According to Polish academic research, 34 per cent of remittances to Poland have been coming from Britain. But another 34 per cent have been coming from Ireland – a very small country, with just 4 million people. Ireland is now broke. In contrast to much of the EU, including Britain, the Polish economy is not in recession. Migrant workers come of course from a wide range of countries, often harming the interests of their home countries as well.
A blind eye
Why do economists and economic reporters not recognise this factor in all the economic discussion and the pain of cuts?
Since the ConDem “immigration cap” was announced there has been silence on the concerns of the British public both on permanent migration issues, and on the separate issue of labour migration, which is generally intended to be temporary (although this is often not the case, as primary schools which have received unforeseen influxes of Polish children testify). These concerns are about jobs, job displacement and downward pressure on working conditions.
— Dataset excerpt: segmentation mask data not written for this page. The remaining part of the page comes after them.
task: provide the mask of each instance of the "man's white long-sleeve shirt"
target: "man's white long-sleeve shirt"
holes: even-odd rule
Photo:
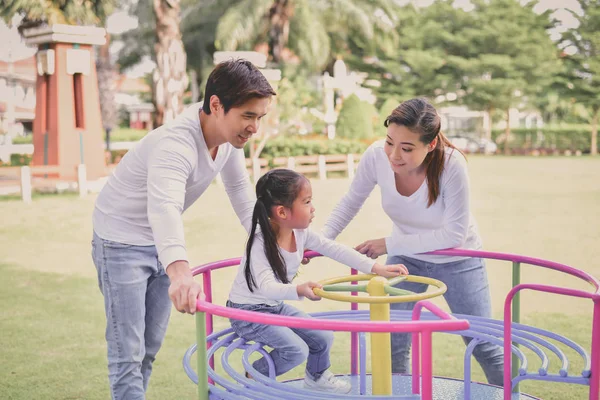
[[[249,230],[255,199],[244,153],[225,143],[213,160],[200,127],[201,103],[148,133],[127,152],[96,200],[94,231],[106,240],[155,245],[167,268],[187,261],[181,214],[220,172],[233,208]]]
[[[310,229],[294,229],[296,238],[296,252],[289,252],[281,247],[279,252],[285,261],[287,278],[292,282],[302,258],[304,249],[311,249],[336,260],[344,265],[357,269],[365,274],[371,273],[375,261],[363,256],[354,249],[329,240],[322,235],[311,231]],[[281,283],[271,264],[265,255],[265,245],[262,235],[257,231],[250,252],[250,269],[256,282],[254,291],[251,292],[246,284],[244,267],[246,265],[246,255],[242,257],[237,276],[233,281],[229,300],[238,304],[268,304],[277,305],[282,300],[299,300],[296,285],[292,283]],[[324,278],[330,278],[324,276]]]
[[[384,141],[375,142],[362,155],[350,189],[325,223],[325,237],[335,239],[377,185],[381,189],[383,210],[393,222],[392,233],[385,240],[389,255],[406,255],[439,264],[464,257],[419,253],[453,247],[480,249],[481,239],[469,208],[469,176],[463,155],[452,148],[446,149],[440,196],[427,207],[427,179],[410,196],[398,193],[384,146]]]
The cap confuses these separate concerns, which is politically convenient, while failing to address either.
In addition, there has been intense corporate and government propaganda over the past few months on the need to maintain the “rights” of transnational corporations to bring in workers. Corporations’ “Intracorporate Transferees” (ICTs) have been exempted from the temporary cap,
In fact the most important function of the “cap” will be not what it limits, but what it exempts; and the pressure is intense for ICTs to be exempted from the final form of the cap. EU member states’ commitments to allow the cross-border movement of people involved in the provision of services depend on national policy. The cap, with its limits, but more importantly its exemptions, will be our national policy.
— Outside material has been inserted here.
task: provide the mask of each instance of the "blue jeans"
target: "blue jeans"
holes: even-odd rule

Thus the cap is a huge trick, but one that has been very effective for some months in silencing concerns about immigration and labour migration, including in relation to the huge budget cuts and job issues, and, fundamentally, the national economy.
With so much superficial talk around of “opposing cuts” it is strange that so little energy is being applied to the clearly detrimental economic effects of replacing British workers with migrant labour.